Check design

Goals

Pelican is focused on data quality. It supports an interrogation of the quality of a dataset, rather than an exploration of the data that it contains. As such, it is not designed to support many features that are more appropriate to exploration.

It is also focused on intrinsic quality rather than extrinsic quality. That said, it can include intrinsic metrics that are easy to calculate (like the number of contracting processes) to support extrinsic metrics (like the proportion of all contracts covered by the dataset).

Levels

Quality checks are grouped into four levels, based on the subject they are measuring:

Field-level

A single field’s value

Compiled release-level

A single contracting process

Dataset-level

A collection of contracting processes

Time-based

Two collections at different times

Monetary values

To compare and sum amounts, all amounts are converted to USD. This conversion does not take inflation into account: EUR in 2010 is converted to USD in 2010. As such, checks against datasets covering periods of high inflation might produce incorrect results.

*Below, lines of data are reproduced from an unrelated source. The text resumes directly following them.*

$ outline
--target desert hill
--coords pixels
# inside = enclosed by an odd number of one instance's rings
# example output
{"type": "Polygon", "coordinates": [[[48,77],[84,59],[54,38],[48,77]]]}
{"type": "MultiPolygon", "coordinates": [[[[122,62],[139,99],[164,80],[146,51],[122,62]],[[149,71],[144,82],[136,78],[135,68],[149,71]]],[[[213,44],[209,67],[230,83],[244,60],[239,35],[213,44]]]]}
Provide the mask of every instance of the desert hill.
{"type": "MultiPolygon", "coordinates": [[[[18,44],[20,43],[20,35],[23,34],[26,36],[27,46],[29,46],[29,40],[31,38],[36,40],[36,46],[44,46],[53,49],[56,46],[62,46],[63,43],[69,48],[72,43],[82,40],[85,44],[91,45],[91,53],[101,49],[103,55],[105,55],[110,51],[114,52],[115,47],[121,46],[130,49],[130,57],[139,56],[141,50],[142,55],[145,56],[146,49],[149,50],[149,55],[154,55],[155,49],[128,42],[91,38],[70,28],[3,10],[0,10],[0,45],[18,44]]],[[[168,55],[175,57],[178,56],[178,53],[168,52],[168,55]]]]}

Relevant checks are:

coherent/value_realistic

Each monetary value is between -5 billion USD and +5 billion USD.

distribution/value

The sum of the top 1% of tender/award/contract values doesn’t exceed 50% of the sum of all such values.

Compiled release-level consistency checks compare tender, award, contract and transaction amounts. These amounts are expected to cover a short period, such that incorrect results are unlikely, especially given the generous margins.